I like how you set those boundaries (boundaries that typical Disneyland parents act like they're incapable of putting in place). 
 

Good for you on downsizing so adult skids can't take over indefinitely. 

SMto3's picture

This happy since I met DH. I realize that having a peaceful home is my new definition of success. Where you  sleep and live should be a place of solace and love. Maybe eventually I'll move back into my house, or maybe I'll sell it eventually (though I just want to keep it for my daughter). For now, my new goal is to maintain a peaceful home for me and DD8. That was never possible with DH's kids. Their mom screwed them up so much, they never really got to trust me or be loving towards me. I don't doubt that they care for me, but I came to understand that it's not on me to save/change them. I really did try my best these past 11 years but looking back, I don't know that it was ever worth my peace. I tolerated them because I love DH, but his lack of parenting really shows with them. After being on steptalk, I realized how much of my dislike for the kids and the issues we had were really DH's fault, for not parenting. I refuse to go the same route with DD8. Being in a smaller space isn't a big deal to me now. I had to tell DD8 that it's not the size of the home but how much love you have in it that matters. In my home, I am trying to teach love, honestly, integrity, consideration of each other, cleanliness and peace. All things that didn't stick with DHs kids. I hope I can get it right this time around. 

Winterglow's picture

Please change the locks on your house if you haven't already done so. You were with your DH for long enough for your skids to have a key. You really don't want them to claim squatters rights ...

SMto3's picture

About squatters rights, but SS23 moved out April of 2022 to live with his girlfriend. Ss18 is in a residential program in jobcorp since June. They are both aware that we left the house, and that there are new tenants there (who have most likely changed the locks).  I told them for years that I was waiting for the younger SS to age out to downsize because I never thought it was fair to me to foot a bill for boys who want to engage in grown up things without grow up responsibilities.

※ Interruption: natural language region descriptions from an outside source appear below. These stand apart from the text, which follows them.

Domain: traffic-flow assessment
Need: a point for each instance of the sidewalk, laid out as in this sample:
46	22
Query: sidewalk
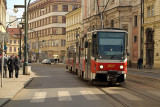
11	86
145	70
146	73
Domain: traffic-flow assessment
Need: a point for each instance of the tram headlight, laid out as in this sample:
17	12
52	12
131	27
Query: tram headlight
121	67
101	66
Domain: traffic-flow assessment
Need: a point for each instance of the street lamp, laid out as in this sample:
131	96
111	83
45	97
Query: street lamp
26	30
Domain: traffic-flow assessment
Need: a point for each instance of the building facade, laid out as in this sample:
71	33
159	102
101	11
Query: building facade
124	14
3	8
73	27
151	54
13	45
47	28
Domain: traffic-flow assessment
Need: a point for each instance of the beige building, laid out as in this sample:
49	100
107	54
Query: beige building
73	27
124	14
3	7
47	28
151	54
13	42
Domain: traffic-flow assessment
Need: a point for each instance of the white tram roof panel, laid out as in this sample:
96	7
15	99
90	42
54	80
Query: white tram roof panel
108	30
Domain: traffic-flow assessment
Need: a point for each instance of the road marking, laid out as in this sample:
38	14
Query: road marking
154	92
89	95
38	97
64	96
129	96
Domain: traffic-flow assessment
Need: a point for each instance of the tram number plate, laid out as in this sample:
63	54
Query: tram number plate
111	65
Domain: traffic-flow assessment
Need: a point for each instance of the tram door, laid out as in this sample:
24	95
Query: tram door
88	62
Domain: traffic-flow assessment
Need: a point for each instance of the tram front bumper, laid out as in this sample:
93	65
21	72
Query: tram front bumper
111	72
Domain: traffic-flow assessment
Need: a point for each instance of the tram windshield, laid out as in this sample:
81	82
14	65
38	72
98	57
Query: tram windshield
111	45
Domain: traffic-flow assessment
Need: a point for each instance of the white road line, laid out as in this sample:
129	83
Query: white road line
64	96
89	95
129	96
154	92
38	97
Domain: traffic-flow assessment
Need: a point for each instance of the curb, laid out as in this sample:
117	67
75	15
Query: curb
9	99
144	76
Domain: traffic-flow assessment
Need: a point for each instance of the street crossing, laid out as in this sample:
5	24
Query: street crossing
87	95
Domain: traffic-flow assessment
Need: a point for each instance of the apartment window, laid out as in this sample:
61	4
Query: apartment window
37	13
63	31
135	39
112	23
15	49
49	31
49	9
54	19
54	31
10	49
65	8
152	11
10	41
55	8
74	7
63	19
149	11
63	43
135	20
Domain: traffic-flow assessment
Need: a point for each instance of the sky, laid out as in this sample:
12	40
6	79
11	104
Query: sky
10	6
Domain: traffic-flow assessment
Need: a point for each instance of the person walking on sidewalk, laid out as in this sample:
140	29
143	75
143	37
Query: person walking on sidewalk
141	63
11	66
17	66
4	66
138	63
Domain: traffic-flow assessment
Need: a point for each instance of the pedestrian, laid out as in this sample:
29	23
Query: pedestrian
141	63
17	66
4	66
138	63
11	66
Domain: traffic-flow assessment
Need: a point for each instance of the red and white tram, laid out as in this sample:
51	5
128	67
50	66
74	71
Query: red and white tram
100	55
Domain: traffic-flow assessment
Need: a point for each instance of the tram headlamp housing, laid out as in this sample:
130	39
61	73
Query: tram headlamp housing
121	67
101	66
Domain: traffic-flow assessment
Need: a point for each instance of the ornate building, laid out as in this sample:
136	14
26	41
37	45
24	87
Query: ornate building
151	54
3	8
47	28
13	46
124	14
73	29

Dh was working odd hours so they got away with a lot. I kept saying I would downsize but I don't know how much any of them believed me.  They knew every step of the process, and SS18 was still living with us when I was showing the house to possible tenants. 
The new tenants have moved in since August.  I don't think either SS is smart to even know about squatter's rights, let alone go through the process of retaining a lawyer for said purpose. House is under my name, not DH. DH does own an apartment though, occupied.  They don't know my new address, and they won't know until I give DH the go ahead. I don't want them popping up unannounced, and I'm even considering leaving the state.